Esatto, sono gli obbiettivi stessi ad essere fuori portata, e la conseguenza di tanta hybris è scontata. Come avrebbero potuto mai i nazisti piegare Arca e Graal ai propri fini? Indy è il testimone che ci mostra tutto, che ci porta in un mondo altro.
Sono fuori portata ma va dato merito a Spielberg di aver giocato molto bene le sue carte per darci sempre l’impressione che invece i “cattivi” possano vincere. Perchè noi vediamo tutto con l’occhio rispettoso ma comunque pragmatico e disilluso di Indiana, quindi non ci aspettiamo molti aiuti da lassù. Anche se è evidente che Indiana stesso rappresenta un mezzo di forze superiori per cercare di portare un po’ di giustizia. Quando non ci riesce con le proprie forze, è il momento del Deus ex machina (anche “chiamato” da Indy stesso, magari in un momento di maggiore “fede”) che grazie alla regia di Spielberg e alla caratterizzazione di Indy non arriva del tutto prevedibile. Fossero state “Le avventure di Padre Pio e Frate Jones”, sorta di action con protagonisti due devoti religiosi contro i nazisti, forse i finali “provvidenziali” sarebbero risultati un po’ più scontati.
La mia saga preferita, il mio personaggio cinematografico preferito.

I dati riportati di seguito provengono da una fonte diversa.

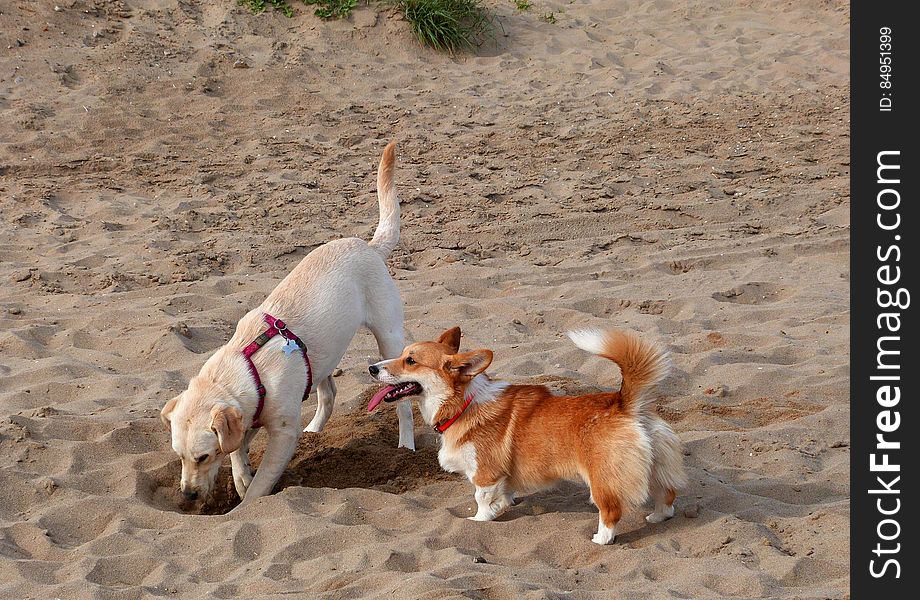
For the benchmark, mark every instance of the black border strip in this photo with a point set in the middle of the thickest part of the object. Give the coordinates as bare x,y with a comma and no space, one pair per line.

Due delle purtroppo poche VHS che sono riuscito a conservare sono Indy 1 e 3. Avrò certamente avuto anche io il mio momento “voglio fare l’archeologo” (ho ancora un librone enorme di Archeologia a casa a testimoniarlo, arrivato verso i miei sette anni), che mi è poi passato. Quello che non mi è mai passato invece è l’amore per Henry Jones Jr.: ancora oggi cerco a trovo collegamenti, pezzettini di storia e storie che ricollego a Indy, soprattutto le storie che lo hanno ispirato (i film citati nel pezzo, il giustissimo commento che ricorda la derivazione da Le sette città di Cibola di zio Carl Barks, ma anche le biografie di Roy Chapman Andrews e di Otto Rank), il suo universo espanso (Le avventure del Giovane Indiana Jones telefilm pregevolissimo, ma capisco che Lucas col senno di poi abbia capito che mettere in scena un Indy centenario, attaccabottoni e fondamentalmente scassacazzi non rendeva un bel servizio al personaggio), i romanzi, i romanzi del telefilm, tutta, tutta l’Avventura che lo ha seguito, nel cinema o meno (Uncharted, tanto per citare un clone riuscito tra tanti cloni difettosi).

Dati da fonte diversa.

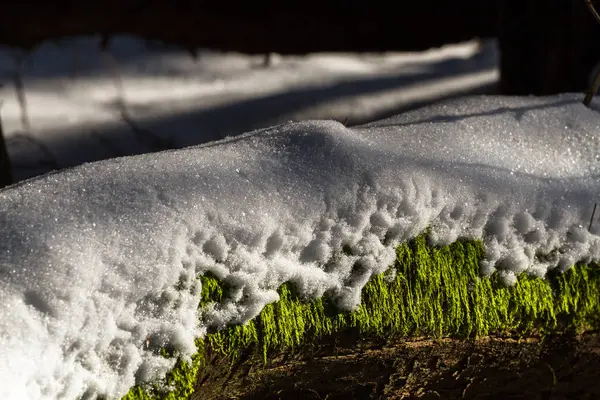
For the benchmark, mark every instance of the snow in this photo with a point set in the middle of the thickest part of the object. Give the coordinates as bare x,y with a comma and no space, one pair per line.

Consiglio a tutti il volume La filosofia di Indiana Jones, edito da Mimesis. È frustrante perché un vero approfondimento psicologico occupa solo una piccola parte del volume, ma quella piccola parte è oro puro.
I trucchi della sceneggiatura (l’apporto di Indy quasi nullo alla fine dei conti nei Predatori, teoria di quel genio di Peter David poi riciclata dappertutto), Spielberg che mette in scena il personaggio pulp definitivo e si ricorda di renderlo simpatico, a differenza di Doc Savage, le sei previsualizzazioni di Jim Steranko che vorrei appese nelle gallerie d’arte…

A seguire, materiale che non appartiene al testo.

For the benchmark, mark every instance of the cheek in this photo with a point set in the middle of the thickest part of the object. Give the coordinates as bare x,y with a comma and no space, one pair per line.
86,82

Il quarto film (trovo puerile il giochino de “Il Regno del… non esiste. Esiste ed è bello, nonostante LaBoeuf. Fateci pace) è riuscito per un soffio e sono preoccupato per il quinto. Ma già lo so che tre note di John Williams e una fedora inquadrata mi scioglieranno come sempre.
Comunque, team Rimpiazzate Ford e fate altri quaranta film.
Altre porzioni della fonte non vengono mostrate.